Por Raul Pompéia (1888)
Por um dia de muito calor, acabava ele de enunciar como um padre uma página de religião, os diversos atos de Contrição, de Atrição, de Fé, de Esperança, de Caridade, quando propôs que eu lhos repetisse sentado aos seus joelhos. Achei inútil a comodidade e repeti a lição passeando pela sala. Que diabo! Aquele sujeito queria tratar-me definitivamente como um bebê! Com pouco mais lhe daria o excesso de extremos para me oferecer uma volta de cueiros! Ah! que se ainda me vivesse no animo a bravura audaz que trouxera de casa, sem dúvida nenhuma há muito tempo que eu tinha despachado o Sanches com a cartilha pelas ventas. Mas eu era outro, e a vontade vegetava tenra e dúctil como um renovo, depois do aniquilamento da primeira decepção. Fui transferindo o conflito.
Às vezes a minha resistência passiva desapontava o preceptor. Ele encaravame terrível, e como quem diz: “perde a proteção de um vigilante!”, ou disfarçava a impertinência em riso amarelo, numa abstrata expressão de fisionomia, que era aliás o fácies de uma idéia fixa.
Os exercícios corporais efetuavam-se à tarde, uma hora depois do jantar, hora excelente, que habituava a digestão a segurar-se no estômago e não escorrer pela goela quando os estudantes se balançavam à barra fixa, pelas curvas.
Reconheci o belo campo das manobras quando lá fui pela primeira vez, depois da matricula; tive saudade das flâmulas sobre o gramal verde. Mesmo, porém, desmontada a alegria de encomenda das festas, era um sitio ameníssimo o campo. Descoberto a todo o céu, parecia mais abundante de ar; eu lá vingava os pulmões da compressão cerrada do regime interno.

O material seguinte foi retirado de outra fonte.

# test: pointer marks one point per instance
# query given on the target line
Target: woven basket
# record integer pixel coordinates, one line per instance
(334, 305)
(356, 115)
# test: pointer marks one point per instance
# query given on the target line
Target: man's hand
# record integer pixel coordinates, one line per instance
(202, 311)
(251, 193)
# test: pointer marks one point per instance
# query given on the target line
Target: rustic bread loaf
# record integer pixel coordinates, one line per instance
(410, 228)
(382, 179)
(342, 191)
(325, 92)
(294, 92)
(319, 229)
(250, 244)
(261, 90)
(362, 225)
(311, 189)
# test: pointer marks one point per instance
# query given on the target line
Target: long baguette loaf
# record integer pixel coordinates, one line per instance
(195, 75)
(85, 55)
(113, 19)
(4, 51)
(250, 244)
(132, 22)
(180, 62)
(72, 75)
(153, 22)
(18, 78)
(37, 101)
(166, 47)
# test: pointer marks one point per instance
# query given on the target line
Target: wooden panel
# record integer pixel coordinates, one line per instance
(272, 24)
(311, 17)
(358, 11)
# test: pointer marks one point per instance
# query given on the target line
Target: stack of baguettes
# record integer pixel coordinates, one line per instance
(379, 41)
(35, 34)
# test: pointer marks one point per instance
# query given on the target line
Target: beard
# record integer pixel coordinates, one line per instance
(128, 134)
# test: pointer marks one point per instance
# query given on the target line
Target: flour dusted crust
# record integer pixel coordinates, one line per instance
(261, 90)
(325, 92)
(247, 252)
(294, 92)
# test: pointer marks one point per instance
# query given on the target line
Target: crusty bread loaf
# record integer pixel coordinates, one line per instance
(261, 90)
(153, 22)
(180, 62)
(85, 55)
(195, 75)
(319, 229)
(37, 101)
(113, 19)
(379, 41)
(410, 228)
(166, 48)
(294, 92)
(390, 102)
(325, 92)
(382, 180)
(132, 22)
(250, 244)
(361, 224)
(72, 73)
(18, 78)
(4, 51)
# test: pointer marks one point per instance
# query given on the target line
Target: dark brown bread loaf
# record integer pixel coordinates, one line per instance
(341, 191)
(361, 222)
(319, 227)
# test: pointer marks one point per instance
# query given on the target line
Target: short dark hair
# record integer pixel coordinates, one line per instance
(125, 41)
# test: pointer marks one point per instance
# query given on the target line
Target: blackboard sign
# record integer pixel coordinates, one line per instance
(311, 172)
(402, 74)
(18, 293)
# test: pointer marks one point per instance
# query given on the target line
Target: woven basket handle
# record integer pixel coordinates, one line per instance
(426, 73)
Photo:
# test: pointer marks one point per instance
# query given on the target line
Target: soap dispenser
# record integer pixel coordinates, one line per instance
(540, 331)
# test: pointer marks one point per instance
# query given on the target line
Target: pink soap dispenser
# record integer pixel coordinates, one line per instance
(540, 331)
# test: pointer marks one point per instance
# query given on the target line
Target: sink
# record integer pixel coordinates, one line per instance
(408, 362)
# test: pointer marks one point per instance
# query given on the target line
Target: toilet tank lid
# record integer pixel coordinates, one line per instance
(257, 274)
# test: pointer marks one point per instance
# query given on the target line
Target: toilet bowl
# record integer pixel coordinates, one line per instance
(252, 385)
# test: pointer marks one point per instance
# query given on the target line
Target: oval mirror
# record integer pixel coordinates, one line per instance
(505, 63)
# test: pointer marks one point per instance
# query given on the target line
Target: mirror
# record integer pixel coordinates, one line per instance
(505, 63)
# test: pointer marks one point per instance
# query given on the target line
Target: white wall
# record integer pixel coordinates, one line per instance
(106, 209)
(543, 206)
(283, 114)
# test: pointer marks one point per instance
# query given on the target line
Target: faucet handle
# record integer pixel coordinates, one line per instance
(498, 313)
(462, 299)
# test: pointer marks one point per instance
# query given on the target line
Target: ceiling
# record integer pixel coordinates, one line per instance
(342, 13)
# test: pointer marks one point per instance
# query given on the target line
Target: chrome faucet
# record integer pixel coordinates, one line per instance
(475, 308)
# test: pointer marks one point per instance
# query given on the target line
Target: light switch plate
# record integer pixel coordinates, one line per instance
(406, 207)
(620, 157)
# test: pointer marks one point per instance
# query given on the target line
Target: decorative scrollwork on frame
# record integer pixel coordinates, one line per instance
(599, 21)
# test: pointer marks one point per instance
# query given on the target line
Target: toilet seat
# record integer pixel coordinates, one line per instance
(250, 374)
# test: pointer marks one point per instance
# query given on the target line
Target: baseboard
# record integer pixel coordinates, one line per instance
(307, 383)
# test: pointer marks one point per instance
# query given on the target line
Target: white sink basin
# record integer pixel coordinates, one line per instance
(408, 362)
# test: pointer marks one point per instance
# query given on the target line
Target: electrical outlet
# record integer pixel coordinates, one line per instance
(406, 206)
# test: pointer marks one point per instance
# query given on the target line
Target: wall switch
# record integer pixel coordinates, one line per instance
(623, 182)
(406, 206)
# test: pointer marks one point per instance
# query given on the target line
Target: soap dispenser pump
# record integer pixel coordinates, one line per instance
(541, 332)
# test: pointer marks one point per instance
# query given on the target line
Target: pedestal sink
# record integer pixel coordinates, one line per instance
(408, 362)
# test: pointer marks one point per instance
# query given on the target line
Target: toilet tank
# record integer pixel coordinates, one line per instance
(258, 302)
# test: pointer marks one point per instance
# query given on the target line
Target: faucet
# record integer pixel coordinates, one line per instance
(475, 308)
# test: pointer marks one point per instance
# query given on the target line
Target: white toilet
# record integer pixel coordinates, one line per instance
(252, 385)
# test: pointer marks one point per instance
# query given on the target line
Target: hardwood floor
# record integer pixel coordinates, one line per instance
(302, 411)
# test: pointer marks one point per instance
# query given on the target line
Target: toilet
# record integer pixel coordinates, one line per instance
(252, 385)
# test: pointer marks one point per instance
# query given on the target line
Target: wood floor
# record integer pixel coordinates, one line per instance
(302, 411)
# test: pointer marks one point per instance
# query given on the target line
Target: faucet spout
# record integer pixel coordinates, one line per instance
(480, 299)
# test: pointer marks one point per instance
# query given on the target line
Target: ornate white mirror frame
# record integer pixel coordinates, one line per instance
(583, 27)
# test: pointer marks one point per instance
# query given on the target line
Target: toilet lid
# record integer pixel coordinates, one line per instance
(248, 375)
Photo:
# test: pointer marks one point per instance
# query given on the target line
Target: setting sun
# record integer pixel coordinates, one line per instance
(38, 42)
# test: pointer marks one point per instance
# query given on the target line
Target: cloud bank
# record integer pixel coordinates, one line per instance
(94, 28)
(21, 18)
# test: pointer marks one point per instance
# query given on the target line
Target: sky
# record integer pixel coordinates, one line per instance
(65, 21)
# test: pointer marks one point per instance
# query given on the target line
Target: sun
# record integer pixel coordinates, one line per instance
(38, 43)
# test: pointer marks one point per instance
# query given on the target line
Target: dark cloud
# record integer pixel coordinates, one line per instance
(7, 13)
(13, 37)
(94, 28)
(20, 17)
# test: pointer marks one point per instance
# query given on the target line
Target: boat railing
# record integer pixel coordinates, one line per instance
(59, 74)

Findos os exercícios, partia o Professor Bataillard, e, guardados por dois inspetores, o Silvino e o João Numa ou João Numa e o velho Margal, venerando inválido espanhol querido de todos, ou o Margal e o Conselheiro tínhamos, os alunos, um prazo de recreio até cair a noite.
Uma vez, ao escurecer, passeando eu calado, com o Sanches igualmente, vendo escapar o dia para além das montanhas, percebi que o meu companheiro balbuciava uma pergunta. Falou desatento, admirando o crepúsculo com a testa franzida, na meia abstração que era o seu ricto costumeiro. Estávamos a um rodeio da avenida que circundava o gramal, oposto à cancela onde conversavam os inspetores. Os colegas jogavam barra através da grama, ou se divertiam ao saut-demouton em pontos afastados. Como não apreendi a pergunta, o Sanches repetiu. Escapou-me involuntário o riso... Abarbava-me a mais rara espécie de pretendente!
Eu ria com franqueza, mas abismado. Era de uma extravagância original aquele Sanches! Hoje, ele é engenheiro em uma estrada de ferro do sul, um grave engenheiro...
Vendo que não nos podíamos entender, meteu entre nós o esplendor da tarde, e resolvemos o embaraço concordando ambos num parecer unânime a respeito.
Durante os dias que se seguiram, Sanches esteve frio. Tive medo de perdêlo. Deu-me as lições sem uma só das intragáveis ternuras. Exprimia-se brevemente, entre enfezado e triste. Suspeitei uma revolução de caráter e julguei ter achado o que me convinha: um amigo moderado, que me livrasse dos vexames da vida colegial dos pequenos. O caso era outro. Sanches compreendera que a ingenuidade tinha contraminado os zelos do seu ensino. Manobrava, então, para voltar à carga. Entretanto, deu-se o cuidado de insistir na preparação edificante.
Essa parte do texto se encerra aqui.